Я очень прошу Вас, Иосиф Виссарионович, ответить мне: справедливо ли все это? Разве мое дело отличается чем-нибудь от тех дел, относительно которых Вы сказали: «Сын за отца не отвечает».

Как видите, начиная с 1936 года, буквально не было года, чтобы кто-нибудь не говорил мне: «Сыну такого отца доверять нельзя».
  Я не знаю, какие субъективные стремления руководят некоторыми людьми, когда они так относятся ко мне, но объективно, по-моему, это носит провокационный характер. В январе 1942 года я оканчиваю институт. Очень сложно начинать работать, если не разрешен этот вопрос.
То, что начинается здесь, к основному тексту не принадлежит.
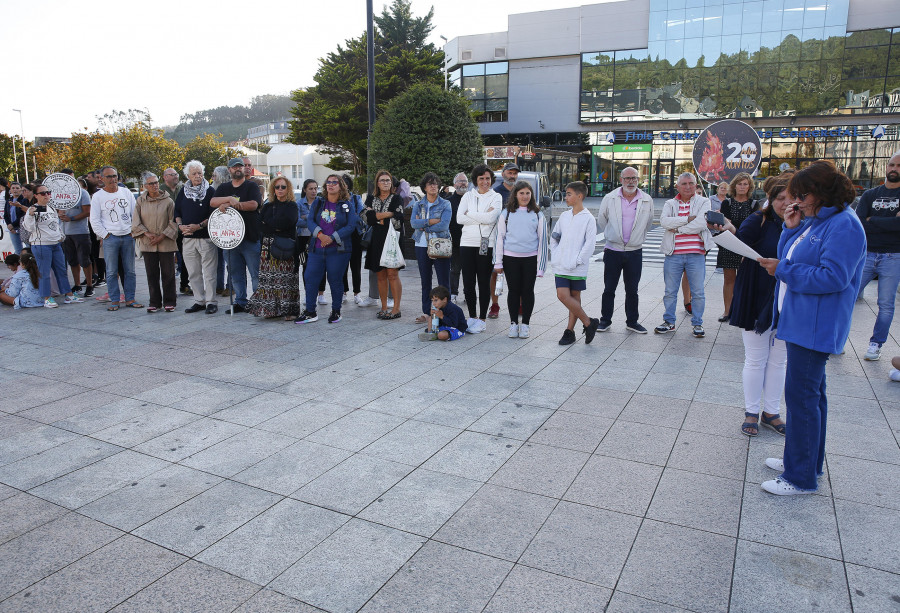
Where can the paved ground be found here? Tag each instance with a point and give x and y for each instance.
(175, 462)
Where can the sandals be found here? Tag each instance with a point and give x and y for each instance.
(748, 427)
(767, 422)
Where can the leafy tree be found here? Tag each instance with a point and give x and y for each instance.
(426, 129)
(334, 112)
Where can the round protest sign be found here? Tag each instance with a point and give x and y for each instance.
(725, 149)
(65, 192)
(226, 229)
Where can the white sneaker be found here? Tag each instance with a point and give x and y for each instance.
(780, 487)
(775, 464)
(874, 352)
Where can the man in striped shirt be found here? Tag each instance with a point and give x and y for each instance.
(685, 244)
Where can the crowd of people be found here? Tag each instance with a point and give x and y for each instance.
(793, 304)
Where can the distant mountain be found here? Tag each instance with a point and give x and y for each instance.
(232, 121)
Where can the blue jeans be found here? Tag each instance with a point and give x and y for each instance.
(51, 258)
(441, 265)
(242, 258)
(694, 264)
(322, 262)
(887, 267)
(115, 247)
(807, 414)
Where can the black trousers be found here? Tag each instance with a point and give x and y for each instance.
(520, 274)
(616, 264)
(477, 269)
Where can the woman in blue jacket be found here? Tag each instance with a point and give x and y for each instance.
(331, 222)
(430, 219)
(821, 255)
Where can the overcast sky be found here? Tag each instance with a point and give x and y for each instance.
(73, 61)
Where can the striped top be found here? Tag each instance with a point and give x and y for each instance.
(687, 243)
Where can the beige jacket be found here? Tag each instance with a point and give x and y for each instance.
(157, 216)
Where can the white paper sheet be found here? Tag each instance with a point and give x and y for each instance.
(732, 243)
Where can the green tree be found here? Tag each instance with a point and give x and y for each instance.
(426, 129)
(334, 112)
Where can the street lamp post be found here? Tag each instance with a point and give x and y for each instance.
(24, 154)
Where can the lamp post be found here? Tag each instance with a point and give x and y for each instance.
(24, 154)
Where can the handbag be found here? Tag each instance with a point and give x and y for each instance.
(439, 248)
(282, 248)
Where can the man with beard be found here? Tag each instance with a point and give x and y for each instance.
(243, 196)
(879, 212)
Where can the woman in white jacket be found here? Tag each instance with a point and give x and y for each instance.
(478, 212)
(43, 224)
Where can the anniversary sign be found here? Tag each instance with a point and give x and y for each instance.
(726, 148)
(226, 229)
(65, 192)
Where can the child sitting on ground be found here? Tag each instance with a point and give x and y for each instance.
(452, 322)
(572, 244)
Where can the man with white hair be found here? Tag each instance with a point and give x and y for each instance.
(685, 244)
(625, 216)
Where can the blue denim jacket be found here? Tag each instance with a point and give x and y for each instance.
(440, 209)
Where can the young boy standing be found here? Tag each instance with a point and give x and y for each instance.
(572, 245)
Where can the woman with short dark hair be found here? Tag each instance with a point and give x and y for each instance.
(821, 254)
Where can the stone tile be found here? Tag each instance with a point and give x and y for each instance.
(140, 501)
(852, 479)
(148, 426)
(872, 591)
(614, 484)
(638, 442)
(54, 462)
(255, 410)
(680, 566)
(99, 581)
(497, 521)
(24, 512)
(303, 420)
(529, 589)
(346, 569)
(192, 586)
(441, 578)
(602, 403)
(541, 469)
(268, 601)
(868, 535)
(421, 502)
(293, 467)
(655, 410)
(584, 543)
(473, 456)
(206, 518)
(355, 430)
(264, 547)
(353, 484)
(189, 439)
(456, 410)
(239, 452)
(47, 548)
(711, 455)
(805, 582)
(573, 431)
(95, 481)
(698, 501)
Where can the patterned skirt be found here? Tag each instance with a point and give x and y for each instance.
(278, 292)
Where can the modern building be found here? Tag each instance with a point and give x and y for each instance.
(634, 82)
(270, 133)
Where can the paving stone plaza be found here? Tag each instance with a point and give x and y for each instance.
(174, 462)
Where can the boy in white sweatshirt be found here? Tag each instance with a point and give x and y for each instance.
(572, 245)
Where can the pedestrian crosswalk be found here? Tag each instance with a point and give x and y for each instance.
(652, 255)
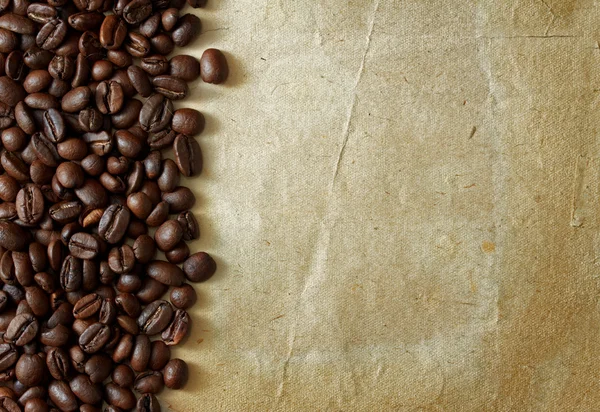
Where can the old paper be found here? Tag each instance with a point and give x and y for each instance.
(402, 198)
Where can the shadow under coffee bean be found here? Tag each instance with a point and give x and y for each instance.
(87, 107)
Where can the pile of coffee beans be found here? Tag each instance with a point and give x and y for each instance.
(91, 200)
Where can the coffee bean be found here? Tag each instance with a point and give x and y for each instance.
(51, 34)
(58, 363)
(30, 369)
(175, 374)
(213, 66)
(168, 235)
(188, 155)
(199, 267)
(21, 330)
(187, 29)
(177, 329)
(86, 390)
(83, 246)
(183, 297)
(155, 317)
(94, 338)
(61, 395)
(109, 97)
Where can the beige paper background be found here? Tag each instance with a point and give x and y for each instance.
(402, 197)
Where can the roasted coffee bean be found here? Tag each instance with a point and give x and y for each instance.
(199, 267)
(87, 391)
(180, 199)
(188, 155)
(137, 45)
(58, 363)
(84, 246)
(213, 66)
(87, 306)
(170, 87)
(61, 395)
(121, 259)
(185, 67)
(51, 34)
(122, 398)
(149, 382)
(168, 235)
(94, 338)
(45, 150)
(155, 65)
(187, 29)
(30, 369)
(175, 374)
(183, 297)
(156, 113)
(177, 329)
(137, 11)
(71, 274)
(141, 353)
(41, 13)
(155, 317)
(21, 330)
(109, 97)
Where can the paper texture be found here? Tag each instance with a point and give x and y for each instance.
(402, 198)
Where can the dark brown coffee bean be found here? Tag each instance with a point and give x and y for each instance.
(168, 235)
(188, 155)
(213, 66)
(122, 398)
(155, 317)
(58, 363)
(171, 87)
(121, 259)
(12, 237)
(86, 390)
(199, 267)
(37, 299)
(185, 67)
(187, 29)
(87, 306)
(137, 11)
(41, 13)
(183, 297)
(30, 369)
(155, 65)
(149, 382)
(179, 200)
(90, 47)
(71, 276)
(76, 100)
(37, 81)
(92, 194)
(51, 34)
(137, 45)
(177, 329)
(94, 338)
(8, 356)
(11, 91)
(141, 353)
(109, 97)
(21, 330)
(83, 246)
(61, 395)
(42, 101)
(156, 113)
(175, 374)
(16, 23)
(114, 222)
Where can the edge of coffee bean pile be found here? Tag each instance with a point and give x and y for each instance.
(94, 264)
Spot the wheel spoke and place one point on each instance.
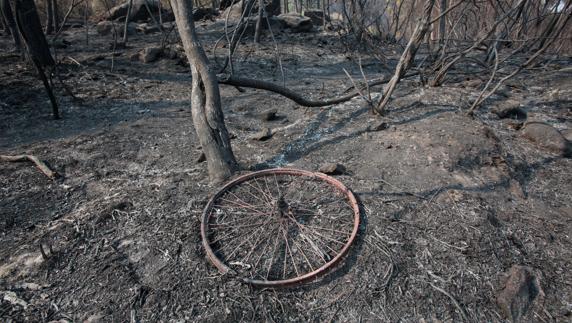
(279, 226)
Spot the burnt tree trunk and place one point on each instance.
(30, 28)
(258, 30)
(49, 17)
(7, 14)
(56, 10)
(206, 108)
(127, 19)
(408, 56)
(443, 24)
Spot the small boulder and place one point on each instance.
(520, 292)
(204, 13)
(268, 115)
(509, 109)
(262, 135)
(295, 22)
(202, 158)
(148, 28)
(150, 54)
(104, 28)
(233, 12)
(379, 126)
(316, 15)
(332, 169)
(567, 133)
(547, 137)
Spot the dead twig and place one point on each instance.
(40, 164)
(457, 305)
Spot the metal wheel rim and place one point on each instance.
(223, 268)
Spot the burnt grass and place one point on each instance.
(449, 202)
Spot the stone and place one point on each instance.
(567, 133)
(204, 13)
(316, 15)
(295, 22)
(332, 169)
(148, 28)
(170, 53)
(13, 299)
(150, 54)
(104, 28)
(268, 115)
(509, 109)
(233, 12)
(202, 157)
(520, 292)
(379, 126)
(262, 135)
(138, 12)
(547, 137)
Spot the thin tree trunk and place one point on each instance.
(127, 18)
(206, 108)
(443, 24)
(408, 55)
(85, 22)
(49, 17)
(159, 6)
(56, 10)
(258, 30)
(6, 11)
(30, 28)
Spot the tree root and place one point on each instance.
(40, 164)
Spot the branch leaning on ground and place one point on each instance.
(40, 164)
(268, 86)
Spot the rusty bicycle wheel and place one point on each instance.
(279, 227)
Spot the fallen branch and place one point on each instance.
(40, 164)
(268, 86)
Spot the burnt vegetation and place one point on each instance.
(450, 121)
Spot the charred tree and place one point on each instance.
(127, 19)
(408, 56)
(8, 16)
(30, 28)
(208, 118)
(52, 17)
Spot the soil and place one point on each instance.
(449, 202)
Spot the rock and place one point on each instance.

Очень прошу, товарищ Сталин, разобраться в моем деле и каким-нибудь образом известить меня о Вашем мнении по моему вопросу.

Подпись. Дата

Да… представляю, как подбиралось каждое слово для этой оборонительной акции.
Здесь отцу не до того, справедливо ли дед был обвинен во взяточничестве и махинациях. Лучше взяточник, чем политический. Много позже он (с моим участием) попытается в этом разобраться, но об этом, если доберусь, расскажу в свое время.
Институт, в который отец поступил, назывался Дирижаблестроительным Учебным Комбинатом им. К.Э.Циолковского - одно время на дирижабли военные разных стран возлагали большие надежды, перенесенные потом на самолеты - институт переименовали в Авиационный, он и сейчас - МАИ.
Письмо, видимо, помогло. Работать в авиапромышленности отцу разрешили. С началом войны он эвакуировался вместе с предприятием: Казань - Омск - Кемерово. Учебу, согласно справке от 23 августа 1944 г., закончил в конце войны. Работал в авиационных КБ сначала В.М.Мясищева, потом и до конца жизни - С.В.Ильюшина.
В 1938 или 1939 они поженились с мамой.
В апреле 1941 родился я.

Следующая порция записных книжек датирована 1943 годом. А к 1941-42 годам относятся, во-первых, наброски повести, основанной, кажется, на воспоминаниях о школе и пионерско-комсомольской жизни (этим в ближайшие дни займусь), а во-вторых, то, что писалось о новом объекте наблюдения и осмысления - обо мне. Увлеченность новой темой, по-моему, видна и из вот этого:







и из затеянного отцом лингвистического исследования. Четыре маленьких листочка со списками слов. На одном 2 списка из 15 и 17 слов и надпись «Вовкин словарь в 1 г. 9 м.». На трех других 178 слов и посчет числа глаголов, существительных, прилагательных, названий животных и имен собственных.